D’une manière plus classique, on regardera la liste des algorithmes fournis, les éventuels effets à modélisation, le nombre de paramètres éditables, les possibilités de modulation en temps réel, les présélections d’effets fournies pour ne pas partir de zéro et la qualité sonore (en particulier les réverbes, qui sont parfois le talon d’Achille des synthés d’entrée de gamme). Les workstations disposent aujourd’hui d’effets globaux, pour l’ambiance générale d’un morceau (chorus, réverbe), le mastering (compresseur et limiteur multibande) et les corrections pour tenir compte du lieu d’écoute (EQ multibande). On scrutera aussi les éventuelles possibilités de traiter des sons externes ou un micro par des boucles d’effets. Ah tiens, y a-t-il un vocodeur ?
Arpégiateur
Les points-clés pour un arpégiateur sont les suivants : modes de synchronisation (internes, externes), types de motifs (simples, complexes, monodie ou polyphonie), nombre maximal de notes mémorisées pour générer l’arpège, possibilité de créer ses propres arpèges, transposition d’octaves, réponse à la vélocité, facteurs aléatoires (notes, Ratchets), nombre d’arpèges qui peuvent tourner simultanément, ça va peut aller de 1 à 16 !
Séquenceur
S’il y a bien un module déterminant pour les workstations, c’est le séquenceur. Il doit évidemment être multitimbral et capable de piloter des générateurs internes et des modules externes (Midi, USB, parfois en CV/Gate). Toutes les marques et produits ne sont pas à égalité dans ce domaine, on a d’ailleurs constaté des rétropédalages fâcheux chez certains fabricants, réfutant même l’appellation workstation pour leurs propres produits. On regardera d’abord le nombre de pistes, la capacité de notes, la nature de la mémoire des séquences (permanente ou effacée à l’extinction des feux) et les possibilités d’import/export de séquences (en interne, par exemple depuis le mode motif, ou en externe, sous forme de SMF de type 0 ou 1).

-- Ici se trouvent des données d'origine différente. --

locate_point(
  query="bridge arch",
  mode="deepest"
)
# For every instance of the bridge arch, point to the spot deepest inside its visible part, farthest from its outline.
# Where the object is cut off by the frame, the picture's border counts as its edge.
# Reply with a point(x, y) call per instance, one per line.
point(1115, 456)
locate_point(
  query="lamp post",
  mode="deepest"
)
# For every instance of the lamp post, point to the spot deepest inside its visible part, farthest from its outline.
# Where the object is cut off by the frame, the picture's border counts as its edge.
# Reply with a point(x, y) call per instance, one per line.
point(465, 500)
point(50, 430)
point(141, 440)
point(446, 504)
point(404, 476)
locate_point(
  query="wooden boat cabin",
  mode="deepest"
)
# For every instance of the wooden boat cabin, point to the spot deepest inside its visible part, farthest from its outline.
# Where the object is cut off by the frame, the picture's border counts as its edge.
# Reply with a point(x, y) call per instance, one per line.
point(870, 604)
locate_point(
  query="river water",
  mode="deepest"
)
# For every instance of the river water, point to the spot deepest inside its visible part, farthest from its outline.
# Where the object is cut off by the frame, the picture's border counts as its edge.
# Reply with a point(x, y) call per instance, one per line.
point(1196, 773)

Dernier point, les pistes audio. Certains séquenceurs intègrent des pistes audio en parallèle des pistes Midi. Cela permet d’enregistrer des instruments externes ou des voix, ou encore de bouncer des pistes Midi pour récupérer de la place. C’est le cas chez Korg dès l’entrée de gamme, avec 16 pistes audio direct-to-disk. La concurrence permet la plupart du temps de générer un mix audio stéréo pour l’exporter ensuite.
Notre sélection
Aujourd’hui, il ne reste que quatre marques produisant des workstations : Korg, Roland, Yamaha et Kurzweil. Il y a donc peu de produits et peu de renouvellement. Tout va être question de gamme, de marque, de palette sonore, d’ergonomie, de qualité de construction, de possibilités d’extension et d’interfaçage avec l’extérieur (autres synthés en Midi, STAN logicielles en audio).
Moins de 1000 €
Entre 1000 et 2000 €
Le segment des workstations de moyenne gamme dans les 1000–2000 € est le plus disputé. Les modèles proposent tous au moins 120 voix de polyphonie sur 16 canaux multitimbraux. On peut encore trouver les modèles Krome EX (73 touches semi-lestées et 88 touches lourdes) datant de 2012. Bien mieux construit que le Kross 2 (qui a repris ses modes combinaison et séquenceur), il s’appuie sur un moteur PCM de 3,8 Go, un grand écran graphique tactile qui améliore considérablement l’édition et 8 multieffets. Une sorte de Kronos light concentré sur les PCM avec un séquenceur plus ergonomique, mais sans échantillonnage utilisateur ni extensions.
Plus de 2000 €
Conclusion
Après une domination du marché sans partage pendant une vingtaine d’années, les workstations ont aujourd’hui perdu de leur superbe, au profit de solutions logicielles imbattables en puissance pure. Pourtant, elles peuvent dépanner dans de nombreuses situations, que ce soit au studio, en répétition ou sur scène. Résultat, le nombre de marques présentes sur ce marché s’est considérablement réduit, tout comme la gamme qu’elles proposent, le plus souvent limitée à un modèle de milieu de gamme (1000–2000 €) et un modèle haut de gamme (plus de 2000 €). Cependant, elles intègrent de plus en plus de possibilités de synthèse et d’effets, mélangent différents moteurs à modélisation disponibles simultanément, avec une fiabilité maximale et sans latence. Mais pour combien de temps encore ?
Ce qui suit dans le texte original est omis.